6. Use a Unified Marketing Measurement Approach
A unified marketing measurement approach provides a comprehensive view of each channel and campaign, how they impact each other, and their overall effect on driving conversions. By taking all of these factors into consideration, organizations can better understand each campaign's impact on driving conversions. This will provide a more accurate view of all marketing campaigns and how they work together and affect each other, allowing marketers to make the most of their budget and avoid waste in advertising.
Examples of Brands Using Cross-Channel Marketing
When done correctly, cross-channel marketing can provide brands with a better understanding of their customers that can be used to guide future campaign decisions. Here are two brands who found success by making use of multiple channels in their campaigns:
1. Mercedes Benz
Mercedes Benz utilized a campaign strategy with both digital and offline methods to launch its CLA product, and the company said it was the best product launch in 20 years. They used research from their “Generation Benz” online community to help inform their tactics and gain an understanding of their users.
To launch CLA, they chose to do a Superbowl ad with Usher and Kate Upton (coincidentally, the Superbowl was hosted at a Mercedes-sponsored stadium). They created a microsite for their product, bought Facebook ads and created the hashtag #clatakethewheel to drive engagement. They also partook in influencer marketing by partnering up with popular Instagram photographers and Casey Neistat, a prominent YouTube personality. By the end of the campaign, Mercedes had received over 85 million organic impressions and roughly 2 million likes, and the CLA model was single handedly responsible for the company’s November sales gain, up 14 percent from the previous year.
2. Starbucks
Through the use of its app, Starbucks has combined the offline and online experience. With the help of a reinforcement learning platform, the app rewards users for their purchases and even offers personalized recommendations based on their shopping habits.
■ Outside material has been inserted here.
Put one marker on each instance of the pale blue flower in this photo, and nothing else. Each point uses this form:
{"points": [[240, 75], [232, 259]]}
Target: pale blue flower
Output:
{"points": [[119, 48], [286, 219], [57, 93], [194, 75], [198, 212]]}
Users also get push notifications for sales or other promotions Starbucks has, which encourages more foot traffic.
Through an integrated experience, Starbucks is effectively meeting its customers where they are in nearly every moment. Artificial intelligence has provided consumer insights that not only understand behavior, but anticipate it. In real-time, customers can check and reload their card directly from their phone, making it as simple as possible for users to make a purchase from anywhere and at any time.
Final Thoughts
A cross-channel marketing strategy enables organizations to create a consistent customer journey across any and all marketing platforms. Today, organizations have the ability to leverage advanced solutions that can do the heavy lifting for them, allowing them to more granularly refine marketing campaigns for ongoing optimization. By continuously monitoring campaign success and ensuring that branding and content is aligned across every touchpoint throughout a campaign, your organization can guide its customers through a cohesive experience that encourages engagement and drives brand loyalty and retention.